Submitted by Nathan Kallus on

Berk, thanks for a great blog post!

David, your comments are right on and turn out to apply to a very wide range of experimental designs called a priori balancing, i.e. those that try (if at all) to balance covariates ONLY before treatment and before randomization. I study optimality among these designs in another paper, Optimal A Priori Balance in the Design of Controlled Experiments accessible at http://arxiv.org/abs/1312.0531. It turns out that among such designs (which include complete randomization, our OR paper, and many other designs including all those mentioned by you and the blog post), if the multiple correlation (R^2) between outcomes and covariates is reduced, then all such designs get the same exact hit to their corresponding post-treatment estimation variance. In the limit, if there is no association, then no matter what a priori balancing you do, nothing is better than complete randomization. So, first, you are right that this behavior applies widely -- I prove it theoretically and demonstrate it empirically. Second, if one were to reduce R^2 then all methods would experience the same hit and therefore variance and power plots are simply to show how different methods address the part of the variance that covariates can reduce to begin with; the rest is a constant addition of noise across the board. Apart from this across the board noise, within the confines of what could ever be potentially reduced by balancing covariates, our OR paper provides a method that accelerates the balancing from logarithmic rates (like 1 over a power of n, e.g. 1/sqrt(n)) to linear (aka exponential) rates (like 1 over an exponent in n, e.g. 1/2^n).

Now, what is really interesting is that it turns out that even if R^2 is very high, without any partial knowledge about the structure of the association between outcomes and covariates, taking an adversarial nature that can act within the confines of what you don't know, complete randomization is the optimal design.
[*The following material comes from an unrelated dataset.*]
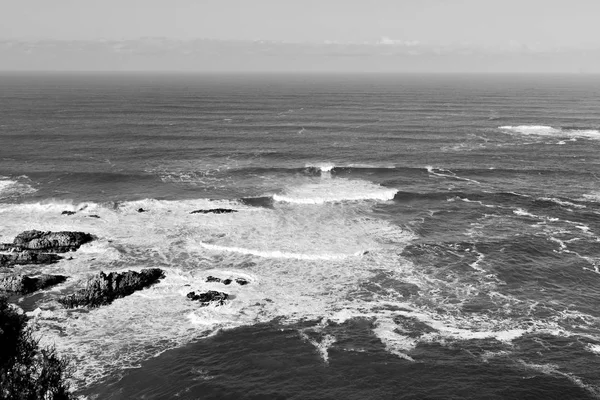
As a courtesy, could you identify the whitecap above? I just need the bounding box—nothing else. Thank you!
[273,178,398,204]
[498,125,600,140]
[0,177,37,199]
Hence, there is no free lunch -- you can't hope to reduce variance better than complete randomization without knowing something about the problem. When you do know something, various designs come out as "optimal." For example, if you know the association is what's known as Lipschitz continuous, then pairwise matching is optimal! If you know the association is linear, then moment matching is optimal! Extending this, one can think about associations that live in functional spaces that are common in machine learning for general consistent learning -- the so-called universal reproducing kernel Hilbert spaces (RKHS). These leads to new and powerful nonparametric designs that seem to work well in practice.
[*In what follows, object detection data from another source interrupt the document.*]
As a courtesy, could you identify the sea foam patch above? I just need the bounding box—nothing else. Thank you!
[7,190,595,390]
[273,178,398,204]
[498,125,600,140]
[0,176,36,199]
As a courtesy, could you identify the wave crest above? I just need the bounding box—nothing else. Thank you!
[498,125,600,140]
From of my practical experience with applying these methods to real data, however, I've found that matching first and second moments is almost always the best combination of efficient (when you have fewer moments you can match them better) and sufficient (first moments only can cause problems when things aren't very exactly linear and adding second moments seems to almost always solve this problem to a practically sufficient degree). Hence, in our short OR paper, this is the method we focus on and recommend for all practical experiments involving small samples.